According to the official synopsis of the film — produced by Mark Headley and executive produced by Silverstein — the plot follows reality-show mogul Michael Bray; his Russian fiancee, Maria Putin; and another couple on their way to Las Vegas to begin production of the TV series Showgirl Wars. They blunder into a time vortex and are transmitted to the future, after Trump has pushed the button. The surviving women have completely separated from men, blaming them for all the destruction, and live together in a village protected by female warriors while men have been banished to the desert. The cast includes Hera alongside Francisco DeCun, Chris Gooch, Sandra Glagla, Brielle Gearson, Aizhan Lighg, Victorya Brandart and Mantha Balourdou.

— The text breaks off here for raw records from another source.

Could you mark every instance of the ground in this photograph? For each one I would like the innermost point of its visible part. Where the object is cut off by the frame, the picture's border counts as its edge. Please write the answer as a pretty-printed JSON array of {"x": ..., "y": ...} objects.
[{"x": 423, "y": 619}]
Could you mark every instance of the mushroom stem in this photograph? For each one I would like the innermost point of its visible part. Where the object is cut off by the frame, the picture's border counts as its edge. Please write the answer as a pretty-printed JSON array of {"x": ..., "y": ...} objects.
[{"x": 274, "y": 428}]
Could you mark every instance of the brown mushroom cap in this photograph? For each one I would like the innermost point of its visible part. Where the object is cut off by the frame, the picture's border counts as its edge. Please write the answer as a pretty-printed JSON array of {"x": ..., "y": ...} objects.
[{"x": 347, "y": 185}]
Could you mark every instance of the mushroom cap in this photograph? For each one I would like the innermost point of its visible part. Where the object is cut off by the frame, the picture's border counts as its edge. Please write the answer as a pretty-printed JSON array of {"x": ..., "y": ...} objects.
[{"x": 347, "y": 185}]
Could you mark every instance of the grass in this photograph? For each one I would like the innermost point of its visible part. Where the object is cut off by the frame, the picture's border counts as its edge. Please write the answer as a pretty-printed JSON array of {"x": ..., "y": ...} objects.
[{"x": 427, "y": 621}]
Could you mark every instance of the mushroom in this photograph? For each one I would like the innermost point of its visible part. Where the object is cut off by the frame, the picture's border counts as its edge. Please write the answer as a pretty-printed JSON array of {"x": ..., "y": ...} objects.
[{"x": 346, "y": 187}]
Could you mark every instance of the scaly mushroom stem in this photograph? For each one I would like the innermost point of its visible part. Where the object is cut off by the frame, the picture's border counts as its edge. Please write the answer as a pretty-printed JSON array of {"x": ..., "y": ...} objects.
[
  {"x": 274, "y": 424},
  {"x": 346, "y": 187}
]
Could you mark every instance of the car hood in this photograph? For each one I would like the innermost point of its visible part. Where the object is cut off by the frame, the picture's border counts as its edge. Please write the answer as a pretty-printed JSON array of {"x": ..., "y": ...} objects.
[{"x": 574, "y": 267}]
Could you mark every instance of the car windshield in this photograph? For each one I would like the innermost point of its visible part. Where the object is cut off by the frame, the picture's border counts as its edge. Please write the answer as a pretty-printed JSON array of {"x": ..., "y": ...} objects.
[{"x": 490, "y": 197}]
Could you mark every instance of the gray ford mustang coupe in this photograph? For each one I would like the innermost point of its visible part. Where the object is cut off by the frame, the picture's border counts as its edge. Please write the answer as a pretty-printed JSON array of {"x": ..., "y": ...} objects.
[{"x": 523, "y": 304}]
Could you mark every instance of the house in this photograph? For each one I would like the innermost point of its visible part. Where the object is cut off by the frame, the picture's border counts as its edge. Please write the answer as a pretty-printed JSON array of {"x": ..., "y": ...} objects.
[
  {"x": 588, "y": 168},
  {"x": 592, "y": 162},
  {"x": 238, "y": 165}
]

“The film has a consciousness and has something to say about what’s going on in the world,” Silverstein notes. Like Griffin, Silverstein shares a disdain for the current commander in chief. “He’s a moron and doesn’t care about the environment. It’s all about money to him,” he tells THR. “It’s a shame he got elected and [this movie] is a put-down on all of that.”

Silverstein is in Cannes showing footage of the film and searching for distribution partners. “Everybody seems to like it so far,” he says of the 90-minute film. He describes the process of finding partners for his film “painful,” but admits he already made it through a dramatic production in the Valley of Fire, Nevada, where they battled extremely high temperatures (120 degrees) and weather conditions.

“People were having heat stroke and going to the hospital,” he recalls of the shoot last summer. “It was so hot, people mostly stayed in their rooms during the day and at night there were monsoons and flash floods. It was unbelievable. Our lead actress [Anna Hera] was great and very supportive. Most women would’ve quit.”